Reputation: 39595
I am working with two dataframes in R and I am trying to build new variables after comparing each variable with a dataframe in order to bring a specific value. My dataframes are DF
and key
and they look like these (I add the dput
version in the final part):
DF
ID V1 V2 V3 V4 V5
1 001 Y Zone1 Level0 M1 T
2 002 N Zone2 Level1 M2 O
3 003 N Zone3 Level0 M3 NR
4 004 Y NR Level0 M4 O
5 005 NR NR Level0 M4 O
6 006 Y NR Level1 M4 T
7 007 Y Zone3 Level1 M1 T
8 008 N Zone2 Level1 M1 T
9 009 NR Zone2 Level0 M1 T
DF
has and ID variable and five variables. The other key
has the next form:
key
Name Value
1 Y 15
2 N 20
3 Zone1 34
4 Zone2 1
5 Zone3 2
6 Level0 9
7 Level1 8
8 M1 4
9 M2 5
10 M3 6
11 M4 8
12 M5 9
13 T 2
14 O 5
This dataframe has two variables Name
and Value
. So, I want to compare each of the variables in DF
(V1,V2,V3,V4,V5
) with Name
variable from key
in order to create new variables that save the values of Value
after their respective comparison. The new variables must have the next name structure: VI_Name.of.variable.in.DF_M
, for that reason I have build this code:
DF$VI_V1_M=key[match(DF$V1,key$Name),"Value"]
DF$VI_V2_M=key[match(DF$V2,key$Name),"Value"]
DF$VI_V3_M=key[match(DF$V3,key$Name),"Value"]
DF$VI_V4_M=key[match(DF$V4,key$Name),"Value"]

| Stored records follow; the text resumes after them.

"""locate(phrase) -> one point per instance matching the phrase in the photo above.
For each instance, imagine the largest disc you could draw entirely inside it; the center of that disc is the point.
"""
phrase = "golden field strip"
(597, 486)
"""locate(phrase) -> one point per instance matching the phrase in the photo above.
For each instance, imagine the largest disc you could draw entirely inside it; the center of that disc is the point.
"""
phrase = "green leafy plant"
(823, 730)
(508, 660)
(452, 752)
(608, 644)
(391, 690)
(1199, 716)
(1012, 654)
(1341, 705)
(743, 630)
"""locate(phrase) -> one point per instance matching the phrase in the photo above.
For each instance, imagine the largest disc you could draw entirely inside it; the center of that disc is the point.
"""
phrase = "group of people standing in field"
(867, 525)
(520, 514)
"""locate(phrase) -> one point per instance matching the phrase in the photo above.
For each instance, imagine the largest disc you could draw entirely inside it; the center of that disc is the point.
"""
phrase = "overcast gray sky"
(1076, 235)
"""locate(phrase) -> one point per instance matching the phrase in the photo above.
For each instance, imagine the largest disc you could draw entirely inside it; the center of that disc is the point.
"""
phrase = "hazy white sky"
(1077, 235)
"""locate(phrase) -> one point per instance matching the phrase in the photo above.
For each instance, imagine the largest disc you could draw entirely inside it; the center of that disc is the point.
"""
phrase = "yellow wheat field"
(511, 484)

DF$VI_V5_M=key[match(DF$V5,key$Name),"Value"]
With these lines, I compare each variable in DF
with Name
in key
to bring Value
, but I don't know how to create a for structure or a function with apply in order to build the required variables because the number of variables in DF
can increase. I would like to get something like this:
ID V1 V2 V3 V4 V5 VI_V1_M VI_V2_M VI_V3_M VI_V4_M VI_V5_M
1 001 Y Zone1 Level0 M1 T 15 34 9 4 2
2 002 N Zone2 Level1 M2 O 20 1 8 5 5
3 003 N Zone3 Level0 M3 NR 20 2 9 6 NA
4 004 Y NR Level0 M4 O 15 NA 9 8 5
5 005 NR NR Level0 M4 O NA NA 9 8 5
6 006 Y NR Level1 M4 T 15 NA 8 8 2
7 007 Y Zone3 Level1 M1 T 15 2 8 4 2
8 008 N Zone2 Level1 M1 T 20 1 8 4 2
9 009 NR Zone2 Level0 M1 T NA 1 9 4 2
Where the results of comparing each variables are saved in the new variables. I am looking for a solution to reduce the number of my lines because in case of 100 variables in DF
I would have to write 100 lines of code. The dput()
version of DF
and key
is the next:
DF<-structure(list(ID = c("001", "002", "003", "004", "005", "006",
"007", "008", "009"), V1 = c("Y", "N", "N", "Y", "NR", "Y", "Y",
"N", "NR"), V2 = c("Zone1", "Zone2", "Zone3", "NR", "NR", "NR",
"Zone3", "Zone2", "Zone2"), V3 = c("Level0", "Level1", "Level0",
"Level0", "Level0", "Level1", "Level1", "Level1", "Level0"),
V4 = c("M1", "M2", "M3", "M4", "M4", "M4", "M1", "M1", "M1"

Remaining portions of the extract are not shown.